MATT FELLOWES:Lower income families tend to pay higher prices for nearly every basic necessity from groceries to the price of a car to the price of a mortgage.

MATT FELLOWES:Between 1989 and 2004, they borrowed about 240 percent more debt than they did in 1989. So there is this enormous increase in the amount of debt held by low and moderate level income houses.

SILVIA CHASE:BUSINESSWEEK may be considered an unlikely publication to take on a poverty investigation — based in New York City, it is a magazine that, like the corporations it covers, has traditionally viewed the world from the top down. But the think tank report hinted at a story a business magazine could embrace: an industry based on poverty, serving 25 percent of the American population.

PAUL BARRETT:The aha moment was that we could show a marketplace could be exploited, both in the neutral sense of exploited, just profits could be found; and exploited with the connotation of people being taken advantage of.

SILVIA CHASE:One player which for BUSINESSWEEKepitomizes what the magazine calls ‘the poverty business’ is the company that sold Roxanne Tsotsie her car: the company with the bright orange and blue signs. It’s called J.D. Byrider.

BRIAN GROW:When you go to a J.D. Byrider lot, if you’re paying attention then what will strike you as different, is that there are no prices on the cars. Which for most people would be what, how, why?

PAUL BARRETT:Their method is quite creative. The interest rate depends on what they think they can get out of you. So they basically debrief their customers to a much great degree than you could imagine.

SILVIA CHASE:The company uses sales techniques that brought lawsuits from Attorneys General in Kentucky and Ohio alleging that customers were being misled. The Kentucky case created a public docket that included J.D. Byrider corporate papers.

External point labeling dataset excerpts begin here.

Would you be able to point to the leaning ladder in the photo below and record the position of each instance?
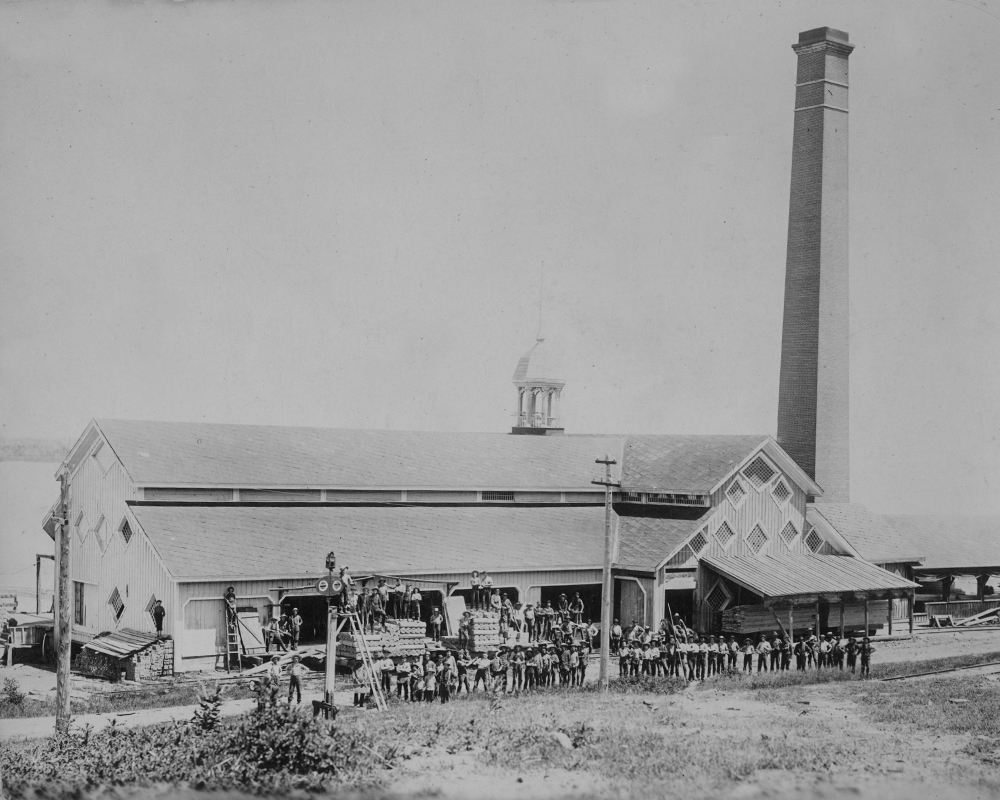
(367, 661)
(234, 641)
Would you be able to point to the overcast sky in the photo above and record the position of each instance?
(337, 214)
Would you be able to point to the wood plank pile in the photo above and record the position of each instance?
(484, 631)
(758, 619)
(401, 638)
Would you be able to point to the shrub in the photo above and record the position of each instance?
(275, 750)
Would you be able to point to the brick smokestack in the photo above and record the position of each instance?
(813, 398)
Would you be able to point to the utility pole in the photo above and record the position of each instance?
(606, 585)
(63, 614)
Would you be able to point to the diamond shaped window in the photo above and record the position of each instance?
(759, 472)
(757, 539)
(724, 534)
(788, 533)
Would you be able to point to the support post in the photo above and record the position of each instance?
(609, 554)
(912, 599)
(64, 618)
(331, 652)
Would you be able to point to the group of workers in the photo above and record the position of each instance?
(443, 674)
(678, 651)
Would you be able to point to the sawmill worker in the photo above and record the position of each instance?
(415, 600)
(865, 651)
(732, 651)
(403, 678)
(825, 647)
(436, 620)
(159, 612)
(230, 598)
(482, 671)
(775, 651)
(295, 674)
(486, 590)
(474, 584)
(763, 653)
(295, 626)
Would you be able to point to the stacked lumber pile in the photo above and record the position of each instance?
(759, 619)
(401, 638)
(484, 631)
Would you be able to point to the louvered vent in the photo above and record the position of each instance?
(717, 598)
(781, 492)
(724, 534)
(759, 472)
(757, 539)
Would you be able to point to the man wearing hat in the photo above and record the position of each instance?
(295, 673)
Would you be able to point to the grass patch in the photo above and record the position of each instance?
(150, 696)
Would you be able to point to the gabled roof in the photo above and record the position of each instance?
(644, 542)
(949, 541)
(791, 575)
(693, 464)
(225, 542)
(202, 454)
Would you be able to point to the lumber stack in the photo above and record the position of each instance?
(759, 619)
(484, 631)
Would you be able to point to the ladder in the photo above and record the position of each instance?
(367, 661)
(234, 640)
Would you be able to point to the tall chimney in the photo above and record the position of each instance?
(813, 400)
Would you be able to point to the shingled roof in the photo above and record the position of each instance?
(198, 454)
(692, 464)
(643, 542)
(937, 541)
(224, 542)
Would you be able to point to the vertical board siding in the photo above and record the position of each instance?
(134, 568)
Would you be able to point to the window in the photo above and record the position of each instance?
(81, 526)
(814, 541)
(736, 493)
(759, 472)
(781, 492)
(724, 534)
(718, 598)
(79, 610)
(788, 533)
(116, 603)
(100, 529)
(683, 557)
(757, 539)
(503, 497)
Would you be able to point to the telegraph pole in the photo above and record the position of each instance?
(606, 584)
(64, 628)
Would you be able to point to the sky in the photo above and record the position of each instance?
(347, 214)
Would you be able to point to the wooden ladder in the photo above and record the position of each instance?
(234, 641)
(367, 661)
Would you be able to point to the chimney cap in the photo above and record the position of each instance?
(817, 35)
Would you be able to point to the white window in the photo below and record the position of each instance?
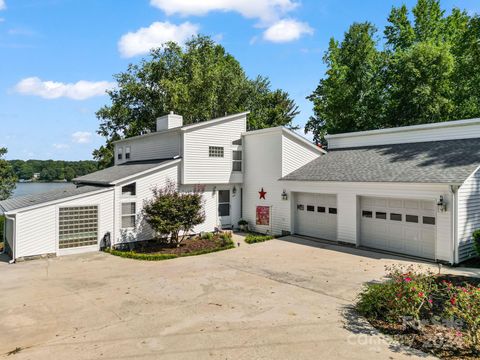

This is sick. Taking advantage of the poor is, and always has been, incredibly easy. There’s a reason there are so many passage in scripture intended to protect the poor. The poor are not typically the parasites in a community, it’s the rich that take advantage of the poor and the working and then tell them that they aren’t working hard enough when they aren’t rich. I have a serious problem with this kind of thing. What to do?

Life is not getting better for the poor anywhere in the world. Could it be that the ideology that tells us that wealth is a morally good thing, in and of itself, is corrosive to families, communities, economies and people’s lives? Are we freer when markets, rather than people, control things? Can democracy bring about the necessary conditions to rein wealth in to the benefit of the public? I hope it can.